Unless performance is really a problem, I prefer the understanding and
debugging aid. It'll help not only me, but others who see the project
and would like to learn how all this magic works.
> > > The time saved would be absolutely minimal. It is obvious that to produce
> > > a
> > > pdf containing all the man pages then all the man pages have to be
> > > consumed by groff, not just the page which has changed.
> >
> > But do you need to run the entire pipeline, or can you reuse most of it?
> > I can process in parallel much faster, with `make -jN ...`. I guess
> > the .pdf.troff files can be reused; maybe even the .pdf.set ones?
> >
> > Could you change the script at least to produce intermediary files as in
> > the pipeline shown above? As many as possible would be excellent.
>
> Perhaps it would help if I explain the stages of my script.
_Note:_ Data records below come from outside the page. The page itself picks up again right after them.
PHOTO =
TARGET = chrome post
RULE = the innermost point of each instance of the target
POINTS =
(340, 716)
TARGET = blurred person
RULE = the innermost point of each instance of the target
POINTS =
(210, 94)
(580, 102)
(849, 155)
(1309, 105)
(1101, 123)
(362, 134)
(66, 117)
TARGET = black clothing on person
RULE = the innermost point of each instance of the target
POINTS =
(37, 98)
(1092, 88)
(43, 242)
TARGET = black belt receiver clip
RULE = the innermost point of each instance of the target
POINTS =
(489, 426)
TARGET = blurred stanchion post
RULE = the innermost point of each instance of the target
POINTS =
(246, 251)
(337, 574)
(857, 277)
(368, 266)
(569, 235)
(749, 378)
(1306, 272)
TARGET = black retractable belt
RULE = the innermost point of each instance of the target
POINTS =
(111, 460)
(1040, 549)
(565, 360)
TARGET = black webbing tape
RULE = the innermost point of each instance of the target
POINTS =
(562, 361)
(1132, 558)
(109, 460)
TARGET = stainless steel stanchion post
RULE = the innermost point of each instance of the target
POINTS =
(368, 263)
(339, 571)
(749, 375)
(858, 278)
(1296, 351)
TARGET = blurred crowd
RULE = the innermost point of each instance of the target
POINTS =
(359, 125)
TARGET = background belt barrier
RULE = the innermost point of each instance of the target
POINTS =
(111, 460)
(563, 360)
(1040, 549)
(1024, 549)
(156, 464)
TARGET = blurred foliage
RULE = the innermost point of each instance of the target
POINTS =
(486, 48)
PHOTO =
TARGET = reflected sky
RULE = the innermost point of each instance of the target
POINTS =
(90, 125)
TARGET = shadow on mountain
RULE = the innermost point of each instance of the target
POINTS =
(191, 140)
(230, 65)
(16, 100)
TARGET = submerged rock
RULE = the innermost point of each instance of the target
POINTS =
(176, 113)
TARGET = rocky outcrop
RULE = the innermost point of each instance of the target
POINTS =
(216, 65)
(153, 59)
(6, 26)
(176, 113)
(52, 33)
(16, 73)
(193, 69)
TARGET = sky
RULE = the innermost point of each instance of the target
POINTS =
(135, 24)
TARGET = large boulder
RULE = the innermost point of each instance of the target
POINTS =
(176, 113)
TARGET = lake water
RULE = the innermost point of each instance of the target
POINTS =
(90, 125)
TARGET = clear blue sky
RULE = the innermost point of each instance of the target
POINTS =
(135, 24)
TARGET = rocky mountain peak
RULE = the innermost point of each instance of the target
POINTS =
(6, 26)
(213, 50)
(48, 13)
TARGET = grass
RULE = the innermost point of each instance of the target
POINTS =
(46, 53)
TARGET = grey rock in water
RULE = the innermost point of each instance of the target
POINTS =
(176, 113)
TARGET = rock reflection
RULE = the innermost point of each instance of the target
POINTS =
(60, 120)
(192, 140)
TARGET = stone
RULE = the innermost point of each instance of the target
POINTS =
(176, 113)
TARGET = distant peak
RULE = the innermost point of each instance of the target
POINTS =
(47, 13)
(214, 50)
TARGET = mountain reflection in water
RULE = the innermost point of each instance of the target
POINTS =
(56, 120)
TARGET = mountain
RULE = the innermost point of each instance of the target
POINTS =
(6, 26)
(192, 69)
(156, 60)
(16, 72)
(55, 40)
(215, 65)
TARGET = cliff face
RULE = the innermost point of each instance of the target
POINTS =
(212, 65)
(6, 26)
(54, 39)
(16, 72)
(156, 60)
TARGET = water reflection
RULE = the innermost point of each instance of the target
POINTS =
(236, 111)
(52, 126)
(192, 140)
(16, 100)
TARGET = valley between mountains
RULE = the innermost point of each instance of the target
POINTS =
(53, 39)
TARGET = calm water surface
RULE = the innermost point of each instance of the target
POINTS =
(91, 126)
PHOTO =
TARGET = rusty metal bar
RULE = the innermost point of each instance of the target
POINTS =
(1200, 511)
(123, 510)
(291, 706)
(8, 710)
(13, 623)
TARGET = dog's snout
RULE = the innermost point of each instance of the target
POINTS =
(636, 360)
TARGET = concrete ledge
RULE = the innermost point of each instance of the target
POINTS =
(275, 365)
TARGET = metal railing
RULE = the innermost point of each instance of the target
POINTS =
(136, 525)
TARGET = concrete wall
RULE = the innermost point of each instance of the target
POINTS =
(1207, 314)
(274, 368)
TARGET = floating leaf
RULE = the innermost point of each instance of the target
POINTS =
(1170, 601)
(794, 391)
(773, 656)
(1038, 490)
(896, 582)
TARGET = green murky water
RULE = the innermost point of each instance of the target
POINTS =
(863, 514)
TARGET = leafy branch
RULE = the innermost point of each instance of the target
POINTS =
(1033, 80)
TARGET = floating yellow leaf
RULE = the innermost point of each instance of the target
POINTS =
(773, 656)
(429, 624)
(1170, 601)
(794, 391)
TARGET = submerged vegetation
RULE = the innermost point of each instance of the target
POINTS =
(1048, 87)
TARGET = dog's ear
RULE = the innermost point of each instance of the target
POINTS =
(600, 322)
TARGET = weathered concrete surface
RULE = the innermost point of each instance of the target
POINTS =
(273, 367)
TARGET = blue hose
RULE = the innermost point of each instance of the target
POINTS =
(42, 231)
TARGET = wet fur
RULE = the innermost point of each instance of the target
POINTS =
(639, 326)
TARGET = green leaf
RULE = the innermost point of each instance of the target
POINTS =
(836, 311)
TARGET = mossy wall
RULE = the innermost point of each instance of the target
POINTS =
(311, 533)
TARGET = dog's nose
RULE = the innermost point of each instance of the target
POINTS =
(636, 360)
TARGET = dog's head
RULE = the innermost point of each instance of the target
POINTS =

First a look at
> what the script needs to do to produce a pdf of all man pages. There are too
> many files to produce a single command line with all the filenames of each
> man, groff has no mechanism for passing a list of filenames, so first job is
You can always `find ... | xargs cat | troff /dev/stdin`
> to concatenate all the separate files into one input file for groff. And while
> we are doing that, add the "magic sauce" which makes all the pdf links in the
> book and sorts out the aliases which point to another man page.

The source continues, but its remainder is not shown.